The Ministry of Health, Labour and Welfare (MHLW) in Japan has granted approval for Sarclisa (isatuximab) subcutaneous (SC) formulation in combination with approved standard-of-care regimens for the treatment of Multiple Myeloma (MM). The approved indications for Sarclisa SC in Japan include in combination with pomalidomide and dexamethasone (Pd), or with carfilzomib for the treatment of relapsed or refractory MM (R/R MM) and in combination with bortezomib, lenalidomide, and dexamethasone (VRd), for the treatment of adult patients with Newly Diagnosed Multiple Myeloma (NDMM).

A regulatory submission for the CirCLIQ On-Body Injector (OBI), based on the enFuse platform and submitted by Enable Injections, is under review in Japan. If approved, Sarclisa SC could become the first anticancer treatment to be administered via an OBI, and the first MM medicine in Japan to offer both manual SC injection and OBI administration.

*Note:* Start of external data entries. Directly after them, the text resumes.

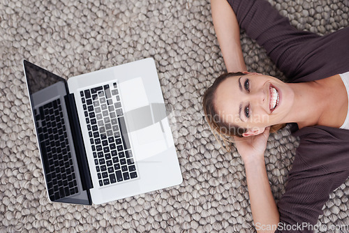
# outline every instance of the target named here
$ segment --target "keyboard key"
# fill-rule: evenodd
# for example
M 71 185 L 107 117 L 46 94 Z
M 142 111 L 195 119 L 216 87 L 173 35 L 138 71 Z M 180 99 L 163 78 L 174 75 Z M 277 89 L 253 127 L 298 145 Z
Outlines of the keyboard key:
M 124 179 L 122 178 L 121 171 L 118 170 L 115 172 L 115 174 L 117 175 L 117 181 L 118 182 L 122 181 L 124 180 Z
M 127 158 L 132 158 L 132 152 L 131 152 L 131 151 L 125 151 L 125 155 L 126 156 Z
M 115 107 L 115 108 L 120 108 L 121 107 L 121 103 L 120 102 L 117 102 L 114 104 L 114 107 Z
M 114 172 L 114 168 L 112 167 L 108 167 L 108 172 L 109 173 L 112 173 Z
M 103 179 L 103 184 L 105 186 L 110 184 L 110 183 L 109 182 L 109 179 Z
M 112 90 L 112 95 L 116 96 L 118 93 L 119 93 L 119 91 L 117 91 L 117 89 Z
M 130 172 L 133 172 L 135 171 L 135 165 L 131 165 L 128 167 L 128 171 Z
M 127 160 L 127 165 L 131 165 L 133 163 L 135 163 L 135 162 L 133 161 L 133 158 L 129 158 Z
M 119 152 L 119 158 L 125 158 L 125 153 L 124 152 Z
M 84 93 L 86 98 L 91 98 L 91 93 L 89 92 L 89 90 L 85 90 Z
M 114 160 L 114 158 L 113 158 L 113 160 Z M 115 170 L 119 170 L 120 169 L 120 164 L 119 163 L 114 164 L 114 169 Z
M 110 179 L 110 183 L 114 183 L 117 182 L 117 178 L 114 174 L 111 174 L 109 175 L 109 179 Z
M 112 163 L 119 163 L 119 158 L 117 158 L 117 157 L 113 157 L 113 158 L 112 158 Z M 119 167 L 118 169 L 119 169 L 119 168 L 120 168 L 120 167 Z
M 131 172 L 131 173 L 130 173 L 130 176 L 131 176 L 131 179 L 137 178 L 137 173 L 136 172 Z
M 124 172 L 122 174 L 122 175 L 123 175 L 124 179 L 125 181 L 127 181 L 128 179 L 130 179 L 130 175 L 129 175 L 128 172 Z

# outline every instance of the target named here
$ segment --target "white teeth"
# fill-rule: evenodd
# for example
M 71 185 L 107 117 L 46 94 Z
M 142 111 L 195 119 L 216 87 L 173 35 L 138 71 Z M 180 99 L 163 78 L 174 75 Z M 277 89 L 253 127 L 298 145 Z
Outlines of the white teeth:
M 279 92 L 273 87 L 270 87 L 270 93 L 271 96 L 270 96 L 269 107 L 270 110 L 273 110 L 279 103 Z

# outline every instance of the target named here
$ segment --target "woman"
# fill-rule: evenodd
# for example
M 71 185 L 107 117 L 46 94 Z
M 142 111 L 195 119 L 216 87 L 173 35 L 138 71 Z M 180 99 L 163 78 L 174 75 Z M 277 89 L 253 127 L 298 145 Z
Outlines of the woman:
M 211 5 L 230 73 L 206 91 L 207 119 L 225 142 L 234 136 L 257 231 L 313 232 L 329 194 L 349 176 L 349 28 L 325 36 L 299 31 L 265 0 Z M 290 83 L 246 71 L 239 24 Z M 286 123 L 300 144 L 276 206 L 263 156 L 269 130 Z

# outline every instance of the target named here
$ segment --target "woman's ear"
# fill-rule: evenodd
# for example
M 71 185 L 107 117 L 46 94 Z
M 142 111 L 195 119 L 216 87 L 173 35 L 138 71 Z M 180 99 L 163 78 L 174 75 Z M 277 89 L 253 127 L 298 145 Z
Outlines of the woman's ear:
M 265 128 L 253 128 L 249 129 L 242 134 L 243 137 L 255 136 L 262 133 L 265 130 Z

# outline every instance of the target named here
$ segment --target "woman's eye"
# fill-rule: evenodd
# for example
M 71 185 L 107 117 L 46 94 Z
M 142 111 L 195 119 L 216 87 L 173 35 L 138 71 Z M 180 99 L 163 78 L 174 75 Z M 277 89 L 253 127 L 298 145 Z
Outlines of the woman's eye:
M 245 107 L 245 116 L 247 118 L 250 117 L 250 105 Z
M 245 81 L 245 84 L 244 84 L 244 86 L 245 86 L 245 89 L 246 89 L 248 92 L 250 92 L 250 80 L 246 80 L 246 81 Z

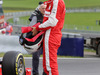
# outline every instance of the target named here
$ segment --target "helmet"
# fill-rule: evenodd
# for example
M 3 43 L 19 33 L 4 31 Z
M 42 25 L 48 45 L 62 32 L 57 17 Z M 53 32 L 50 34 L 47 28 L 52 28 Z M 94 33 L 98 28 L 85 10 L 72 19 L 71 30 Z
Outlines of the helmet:
M 19 38 L 20 45 L 23 45 L 24 49 L 32 54 L 39 50 L 42 46 L 43 33 L 39 32 L 36 36 L 32 36 L 32 32 L 22 33 Z

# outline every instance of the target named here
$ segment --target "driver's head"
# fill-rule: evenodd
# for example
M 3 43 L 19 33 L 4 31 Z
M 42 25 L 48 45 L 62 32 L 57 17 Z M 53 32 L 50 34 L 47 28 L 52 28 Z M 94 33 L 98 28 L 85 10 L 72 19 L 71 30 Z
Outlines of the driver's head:
M 39 5 L 39 11 L 44 15 L 45 13 L 45 9 L 46 9 L 46 5 L 45 4 L 41 4 Z

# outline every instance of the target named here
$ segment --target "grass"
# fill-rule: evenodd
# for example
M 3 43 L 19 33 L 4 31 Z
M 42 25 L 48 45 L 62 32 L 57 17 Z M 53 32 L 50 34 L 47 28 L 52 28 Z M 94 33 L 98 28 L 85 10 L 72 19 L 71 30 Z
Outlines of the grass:
M 100 31 L 99 13 L 67 13 L 65 16 L 65 29 L 95 30 Z M 98 20 L 96 24 L 96 20 Z
M 91 53 L 96 53 L 95 50 L 92 49 L 84 49 L 84 52 L 91 52 Z M 5 53 L 0 53 L 0 57 L 3 57 Z M 30 54 L 23 54 L 24 57 L 32 57 L 32 55 Z M 43 55 L 41 55 L 40 57 L 43 57 Z M 58 57 L 62 57 L 62 58 L 82 58 L 82 57 L 77 57 L 77 56 L 60 56 L 58 55 Z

In recent years, new MM diagnoses have increased steadily in Japan, creating a need for new treatment approaches particularly in the front-line setting. MM is the third most common hematologic malignancy in Japan.

Olivier Nataf, Global Head of Oncology, Sanofi, said, “Today’s approval of Sarclisa subcutaneous represents an important evolution in how we deliver care for multiple myeloma patients in Japan. This new formulation significantly eases treatment burden and enhances convenience for patients compared to intravenous administration–with the potential to become Japan's first anticancer therapy to be administered via an On-Body Injector.”

The approval is based on results from the IRAKLIA phase 3 study in R/R MM (clinical study identifier: NCT05405166), which demonstrated non-inferiority of the SC formulation compared to IV, as well as supportive studies. In addition to manual SC injection, these studies evaluated Sarclisa SC administered through an OBI, and were conducted using Enable Injections’ enFuse hands-free OBI, an automated injector for subcutaneous delivery of Sarclisa.

In the IRAKLIA study, Sarclisa SC administered via an OBI in combination with pomalidomide and dexamethasone (Pd) resulted in a 71.1 percent Objective Response Rate (ORR), compared to 70.5 percent with Sarclisa IV-Pd, establishing non-inferiority (risk ratio: 1.008; 95 percent confidence interval: 0.903-1.126; p=0.0006), in adult patients with R/R MM who had received at least one prior line of treatment. The overall safety profile of Sarclisa SC-Pd observed in this study was consistent with the established safety profile of Sarclisa IV-Pd.

While 25 percent of patients treated with Sarclisa IV-Pd experienced infusion reactions, 1.5 percent of patients treated with Sarclisa SC-Pd experienced those reactions. No new safety concerns were observed, except for low-grade local Injection Site Reactions (ISRs) that occurred in 0.4 percent of OBI injections (n=19/5,145 injections). Nearly all ISRs were grade 1, except for 1 episode of grade 2.

The most common grade ≥3 non hematologic Adverse Events (AEs) were pneumonia (14.8 percent OBI, 15.5 percent IV), COVID-19 (2.7 percent, 1.9 percent), and upper respiratory tract infection (1.5 percent both arms). The most common grade ≥3 hematologic laboratory abnormalities were neutropenia (84.7 percent OBI, 74.3 percent IV), thrombocytopenia (26.1 percent, 23 percent), and anemia (17.6 percent, 19.5 percent).

In Japan, Sarclisa IV is currently approved across 5 indications, including in combination with VRd in NDMM, as well as 4 different treatment regimens in R/R MM (in combination with Pd, in combination with carfilzomib and dexamethasone (Kd), in combination with dexamethasone alone, or as a monotherapy).

Sarclisa SC administered via both the CirCLIQ OBI and manual injection was approved in the EU for the treatment of MM patients across all currently approved indications and combinations for Sarclisa IV formulation in June 2026. An application for Sarclisa SC administered via both OBI and manual injection is currently under review in the US.